And this is where I got the Cluebat of 'See? Not everywhere has to work like Late 20th Century Nebraska?' (also 'things happen for a reason in societies'). And, it was a good Cluebat, both for me as a writer and me as a person. It showed me that hey, people do what works, and what works changes in time and space. Now, just because something works doesn't mean it's the best possible solution, and there can be social conflict when a group says 'Hey, this doesn't work for me' or 'hey, this has this undesirable side effect, so let's try it this way'. Like... oh, the same-sex marriage thing. We have a bunch of people pointing out that 'hey, heterosexual monogamy doesn't work for me, because our culture stresses finding a partner you are romantically and sexually compatible with, and I'm attracted to a person of my own sex'. And, heck, it's happening now, because we've already made a shift to stress marriage base don love rather than one based on economic factors or care for children.

Not that children and economics aren't important, but there are now alternate means for both, and a marriage doesn't need either. For example, I recall reading an article about how some single mothers will find friends or siblings or parents to help them out with childrearing and income. As for economics, I know plenty of economically-sucessful single folk. Furthermore, if you had a childless two-income household, marriage doesn't add as much to the equation as the one-income-with-kids household. If the former dissolved, all the people involved would still function in society. The latter... not so much.

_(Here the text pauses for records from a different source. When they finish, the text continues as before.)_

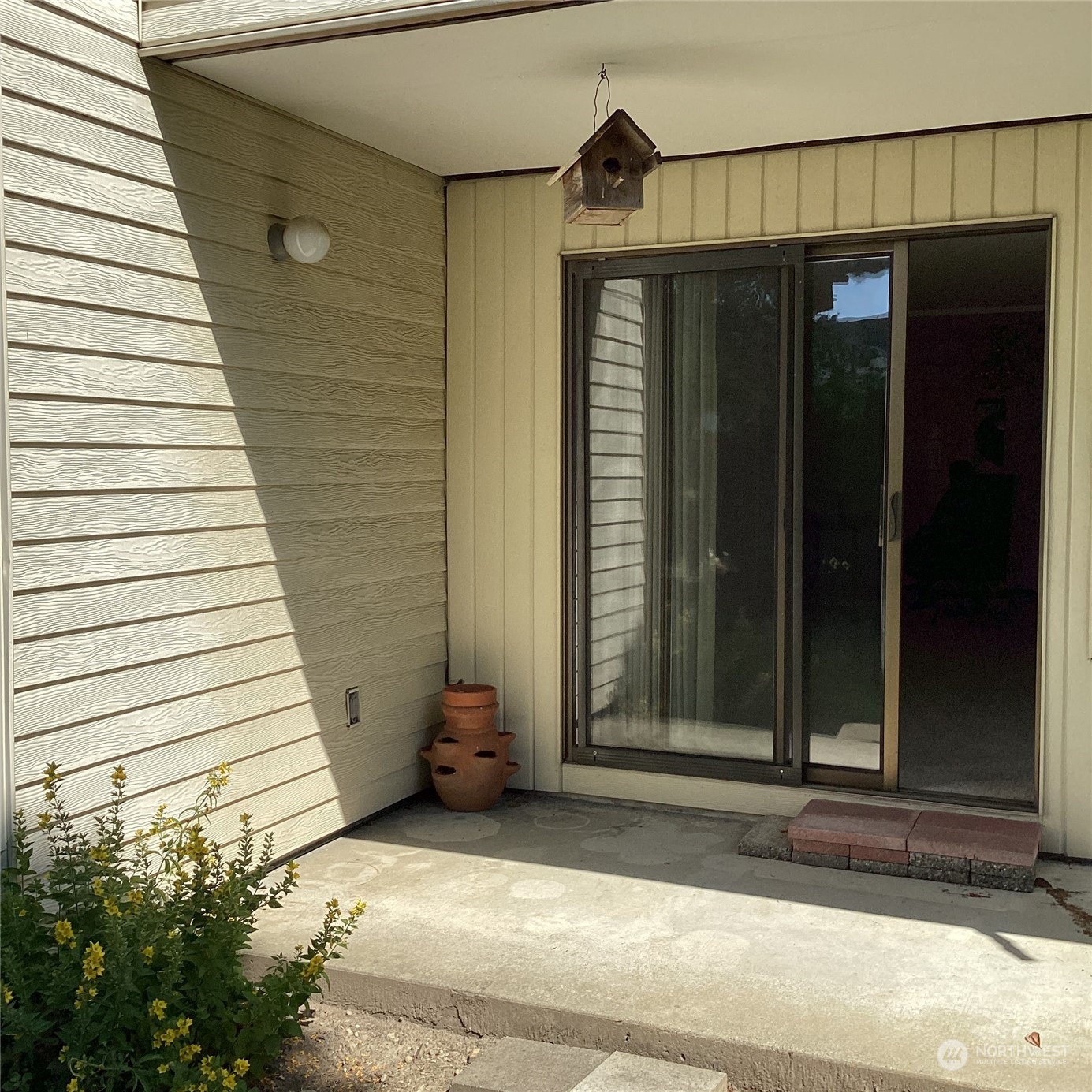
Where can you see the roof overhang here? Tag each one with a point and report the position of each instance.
(177, 30)
(515, 92)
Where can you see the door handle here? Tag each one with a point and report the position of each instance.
(895, 516)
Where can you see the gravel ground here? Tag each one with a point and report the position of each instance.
(348, 1049)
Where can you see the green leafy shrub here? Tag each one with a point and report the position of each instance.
(121, 961)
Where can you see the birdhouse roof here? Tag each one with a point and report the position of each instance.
(626, 125)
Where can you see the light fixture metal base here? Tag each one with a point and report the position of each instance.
(275, 240)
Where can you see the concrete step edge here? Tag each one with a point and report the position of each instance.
(751, 1066)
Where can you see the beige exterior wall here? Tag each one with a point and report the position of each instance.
(227, 473)
(505, 425)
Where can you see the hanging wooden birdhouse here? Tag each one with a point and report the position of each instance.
(604, 181)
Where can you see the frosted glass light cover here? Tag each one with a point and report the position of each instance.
(306, 240)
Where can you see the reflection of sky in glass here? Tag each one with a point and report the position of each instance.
(863, 296)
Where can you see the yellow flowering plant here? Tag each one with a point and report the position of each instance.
(121, 960)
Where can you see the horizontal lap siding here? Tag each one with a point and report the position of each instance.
(227, 474)
(1013, 172)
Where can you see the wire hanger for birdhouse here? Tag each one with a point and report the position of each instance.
(603, 79)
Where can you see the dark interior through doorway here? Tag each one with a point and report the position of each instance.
(972, 485)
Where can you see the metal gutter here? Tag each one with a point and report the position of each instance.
(351, 26)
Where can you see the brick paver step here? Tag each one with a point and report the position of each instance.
(850, 825)
(975, 837)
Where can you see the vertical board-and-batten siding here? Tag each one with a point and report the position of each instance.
(227, 474)
(505, 562)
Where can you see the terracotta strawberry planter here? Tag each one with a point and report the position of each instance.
(470, 757)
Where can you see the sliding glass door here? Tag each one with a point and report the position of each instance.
(742, 424)
(736, 507)
(851, 497)
(680, 559)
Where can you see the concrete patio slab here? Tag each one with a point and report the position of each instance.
(521, 1065)
(639, 928)
(630, 1072)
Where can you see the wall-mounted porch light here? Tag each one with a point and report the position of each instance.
(304, 238)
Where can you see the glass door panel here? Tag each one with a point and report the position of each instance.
(848, 411)
(685, 388)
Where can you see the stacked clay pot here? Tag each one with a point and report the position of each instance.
(470, 757)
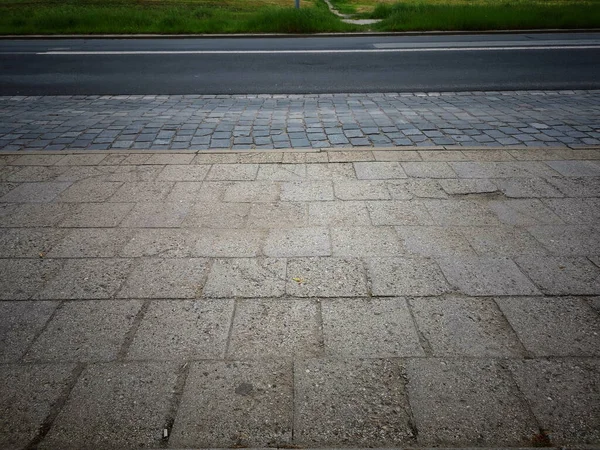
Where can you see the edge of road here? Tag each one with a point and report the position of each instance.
(442, 148)
(292, 35)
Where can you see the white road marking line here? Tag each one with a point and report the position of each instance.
(283, 52)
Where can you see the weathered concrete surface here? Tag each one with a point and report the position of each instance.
(320, 299)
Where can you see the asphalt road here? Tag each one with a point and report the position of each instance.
(300, 65)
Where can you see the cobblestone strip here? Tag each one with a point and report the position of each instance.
(469, 119)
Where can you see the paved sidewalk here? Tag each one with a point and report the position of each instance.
(317, 299)
(471, 119)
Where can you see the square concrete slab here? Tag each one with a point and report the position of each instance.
(290, 242)
(351, 403)
(338, 214)
(306, 191)
(460, 402)
(110, 398)
(165, 278)
(365, 242)
(399, 212)
(258, 277)
(484, 275)
(21, 278)
(20, 323)
(435, 241)
(237, 403)
(554, 326)
(277, 215)
(232, 172)
(217, 215)
(564, 397)
(190, 329)
(91, 243)
(87, 279)
(96, 215)
(406, 276)
(463, 326)
(85, 331)
(326, 277)
(369, 328)
(283, 328)
(35, 192)
(28, 242)
(156, 215)
(562, 275)
(27, 397)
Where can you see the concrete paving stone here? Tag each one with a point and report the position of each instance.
(330, 171)
(293, 242)
(576, 210)
(446, 399)
(252, 191)
(81, 160)
(86, 279)
(217, 215)
(563, 396)
(560, 326)
(28, 396)
(97, 215)
(167, 278)
(85, 331)
(361, 190)
(465, 327)
(89, 191)
(162, 242)
(568, 240)
(143, 191)
(405, 276)
(21, 278)
(526, 187)
(338, 214)
(281, 172)
(398, 212)
(562, 275)
(365, 242)
(326, 277)
(286, 328)
(486, 275)
(369, 328)
(236, 403)
(43, 192)
(137, 394)
(524, 212)
(156, 215)
(434, 241)
(464, 186)
(90, 243)
(379, 170)
(277, 215)
(306, 191)
(20, 323)
(575, 168)
(183, 329)
(577, 187)
(501, 169)
(503, 241)
(428, 169)
(233, 172)
(258, 277)
(28, 242)
(351, 402)
(183, 172)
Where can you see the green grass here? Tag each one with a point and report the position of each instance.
(177, 17)
(499, 15)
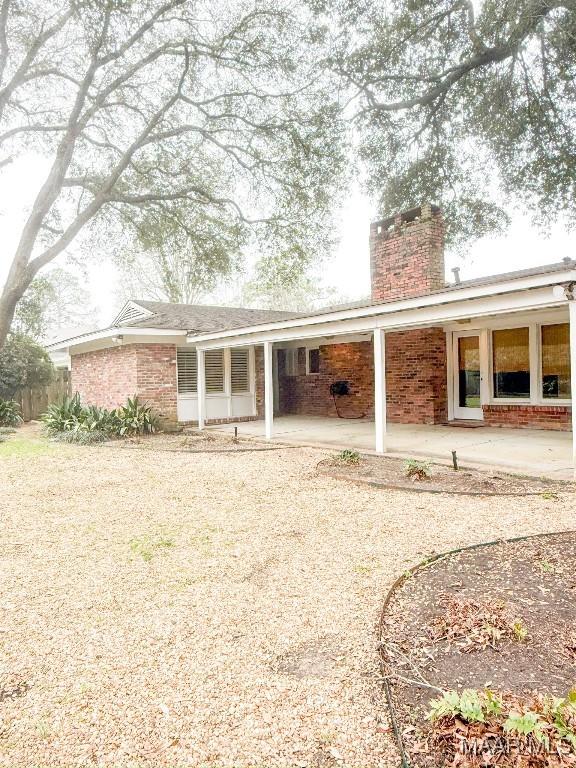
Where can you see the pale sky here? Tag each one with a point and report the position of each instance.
(347, 272)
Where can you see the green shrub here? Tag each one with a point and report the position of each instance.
(81, 436)
(10, 414)
(134, 418)
(64, 416)
(70, 416)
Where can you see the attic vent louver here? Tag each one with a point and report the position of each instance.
(130, 313)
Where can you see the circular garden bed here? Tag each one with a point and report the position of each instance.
(479, 656)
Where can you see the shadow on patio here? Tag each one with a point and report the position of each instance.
(528, 451)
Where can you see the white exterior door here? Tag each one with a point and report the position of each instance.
(467, 375)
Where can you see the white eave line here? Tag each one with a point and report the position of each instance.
(393, 307)
(109, 332)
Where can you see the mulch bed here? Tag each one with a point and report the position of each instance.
(195, 441)
(390, 472)
(434, 637)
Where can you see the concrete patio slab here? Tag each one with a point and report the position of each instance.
(541, 453)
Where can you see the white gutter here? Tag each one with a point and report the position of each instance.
(394, 307)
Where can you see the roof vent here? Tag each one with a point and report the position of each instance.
(130, 313)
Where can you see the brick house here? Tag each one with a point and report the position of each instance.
(497, 350)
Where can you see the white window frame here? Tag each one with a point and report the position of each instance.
(308, 350)
(291, 361)
(186, 395)
(512, 400)
(550, 400)
(535, 358)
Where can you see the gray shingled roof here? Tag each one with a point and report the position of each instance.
(207, 319)
(202, 318)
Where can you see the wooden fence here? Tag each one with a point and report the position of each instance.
(35, 400)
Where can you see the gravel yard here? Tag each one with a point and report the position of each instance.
(165, 609)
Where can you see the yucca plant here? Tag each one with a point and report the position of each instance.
(64, 416)
(135, 418)
(10, 414)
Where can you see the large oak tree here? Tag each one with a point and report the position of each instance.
(468, 103)
(208, 105)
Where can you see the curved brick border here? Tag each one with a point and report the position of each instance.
(391, 592)
(111, 444)
(560, 486)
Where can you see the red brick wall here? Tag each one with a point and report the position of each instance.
(310, 395)
(556, 417)
(407, 254)
(105, 377)
(416, 376)
(415, 379)
(156, 378)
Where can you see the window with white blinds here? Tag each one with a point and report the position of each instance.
(187, 371)
(214, 367)
(239, 370)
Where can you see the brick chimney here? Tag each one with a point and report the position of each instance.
(407, 254)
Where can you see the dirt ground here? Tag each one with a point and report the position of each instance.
(387, 471)
(168, 609)
(428, 638)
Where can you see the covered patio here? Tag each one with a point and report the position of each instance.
(542, 453)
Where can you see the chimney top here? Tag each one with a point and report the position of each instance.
(424, 211)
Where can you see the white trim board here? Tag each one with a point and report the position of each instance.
(416, 317)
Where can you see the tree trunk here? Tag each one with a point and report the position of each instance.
(8, 300)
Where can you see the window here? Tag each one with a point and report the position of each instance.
(187, 366)
(214, 366)
(240, 370)
(511, 363)
(556, 361)
(313, 361)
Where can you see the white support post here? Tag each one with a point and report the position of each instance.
(201, 387)
(380, 389)
(572, 312)
(268, 390)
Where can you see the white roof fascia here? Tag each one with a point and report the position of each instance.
(417, 316)
(110, 332)
(420, 302)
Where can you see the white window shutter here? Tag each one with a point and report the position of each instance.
(240, 369)
(214, 366)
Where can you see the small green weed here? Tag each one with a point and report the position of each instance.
(471, 705)
(146, 546)
(527, 724)
(417, 470)
(519, 630)
(348, 456)
(547, 567)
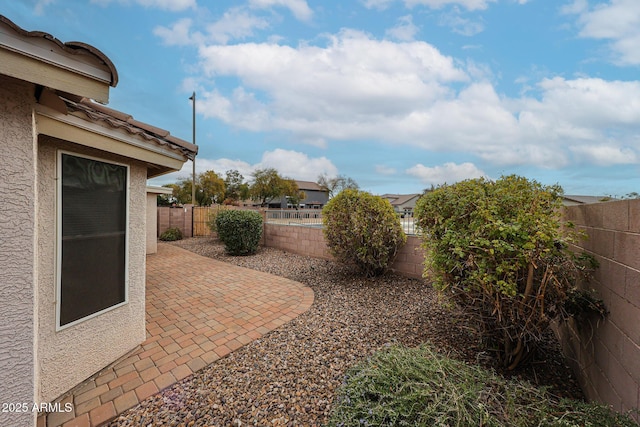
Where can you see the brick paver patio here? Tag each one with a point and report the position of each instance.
(198, 310)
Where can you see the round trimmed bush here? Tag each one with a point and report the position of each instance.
(171, 235)
(240, 231)
(364, 230)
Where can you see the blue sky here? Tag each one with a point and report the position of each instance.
(397, 94)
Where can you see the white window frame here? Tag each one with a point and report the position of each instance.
(58, 301)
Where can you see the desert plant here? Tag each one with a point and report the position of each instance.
(239, 230)
(213, 214)
(497, 247)
(171, 234)
(401, 386)
(362, 229)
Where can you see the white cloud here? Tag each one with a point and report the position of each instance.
(235, 24)
(299, 8)
(297, 165)
(177, 34)
(405, 30)
(460, 25)
(171, 5)
(438, 4)
(617, 21)
(356, 88)
(288, 163)
(385, 170)
(377, 4)
(447, 173)
(606, 155)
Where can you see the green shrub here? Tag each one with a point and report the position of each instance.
(418, 387)
(497, 248)
(171, 234)
(213, 214)
(240, 231)
(362, 229)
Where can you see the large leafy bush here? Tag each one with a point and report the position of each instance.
(171, 234)
(418, 387)
(362, 229)
(239, 230)
(498, 249)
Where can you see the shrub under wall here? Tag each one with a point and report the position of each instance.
(240, 231)
(364, 230)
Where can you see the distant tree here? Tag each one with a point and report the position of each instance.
(236, 188)
(267, 185)
(167, 199)
(335, 185)
(210, 188)
(181, 191)
(291, 191)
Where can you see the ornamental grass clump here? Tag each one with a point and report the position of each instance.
(498, 249)
(240, 231)
(364, 230)
(419, 387)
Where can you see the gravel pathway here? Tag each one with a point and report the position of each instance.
(289, 376)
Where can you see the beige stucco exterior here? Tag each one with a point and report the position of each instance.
(18, 231)
(67, 357)
(46, 107)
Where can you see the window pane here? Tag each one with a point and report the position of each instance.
(94, 203)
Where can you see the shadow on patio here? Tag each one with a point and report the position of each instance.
(198, 310)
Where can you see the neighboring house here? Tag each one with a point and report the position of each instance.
(73, 218)
(403, 204)
(315, 197)
(568, 200)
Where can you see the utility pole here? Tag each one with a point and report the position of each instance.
(193, 177)
(193, 140)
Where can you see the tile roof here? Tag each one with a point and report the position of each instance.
(119, 120)
(309, 185)
(80, 51)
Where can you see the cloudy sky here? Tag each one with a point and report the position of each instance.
(397, 94)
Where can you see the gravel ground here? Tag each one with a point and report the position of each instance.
(289, 376)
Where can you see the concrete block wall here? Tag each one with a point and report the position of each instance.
(606, 355)
(310, 241)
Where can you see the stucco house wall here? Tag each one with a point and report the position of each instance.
(68, 356)
(46, 93)
(17, 248)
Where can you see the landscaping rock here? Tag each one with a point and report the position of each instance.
(289, 376)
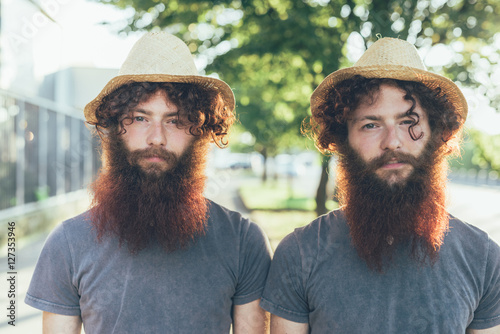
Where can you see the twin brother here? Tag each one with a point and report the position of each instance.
(153, 255)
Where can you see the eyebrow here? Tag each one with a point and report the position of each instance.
(378, 118)
(149, 113)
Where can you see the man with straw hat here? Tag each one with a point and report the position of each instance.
(391, 259)
(153, 255)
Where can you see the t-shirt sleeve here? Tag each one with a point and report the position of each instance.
(284, 293)
(52, 288)
(254, 262)
(487, 314)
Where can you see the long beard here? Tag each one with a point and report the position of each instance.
(383, 215)
(142, 206)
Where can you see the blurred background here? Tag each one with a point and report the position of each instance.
(56, 55)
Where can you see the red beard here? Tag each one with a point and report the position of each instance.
(382, 215)
(142, 206)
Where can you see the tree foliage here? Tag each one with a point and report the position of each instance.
(274, 53)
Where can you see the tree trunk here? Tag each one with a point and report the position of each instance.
(264, 173)
(321, 192)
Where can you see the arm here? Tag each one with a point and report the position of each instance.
(492, 330)
(250, 318)
(61, 324)
(282, 326)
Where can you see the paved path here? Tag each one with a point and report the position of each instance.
(477, 205)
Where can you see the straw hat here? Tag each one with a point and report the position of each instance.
(392, 58)
(159, 57)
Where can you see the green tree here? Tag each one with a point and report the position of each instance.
(275, 52)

So, it's up to us to decide what we want marriage to be, since right now it is a number of things. It's getting insurance benefits and next-of-kin rights, and making sure your spouse can't be deported. It's also making paternity a lot easier. But, it's also a way of adopting a lover into your family, not just in your heart, but in the wider social sphere. And a declaration of love. And, for many people, it might be standing before God and saying 'this person and I are joined'. And a thousand other things. Those aren't universal. What marriage means to two people in the USA might be different -- I can tell you right now that if I and, Mister Card, or someone like Reverend Phelps, got down to discussing it, we'd probably disagree. (Then again, my feelings towards Fred Phelps are such that if he said the sky was blue, I'd have to look out the window to confirm. I have never heard of a man who has become more of a caricature of his cause than him.) Now, get together humans from all different points on Earth and points in time... yeah, not gonna happen.

The reason I have the quote at the top of this is because of the point. Mister Heinlein didn't always have the right answers. But, he at least got me asking the right questions. Not just about my writing, but about the world around me.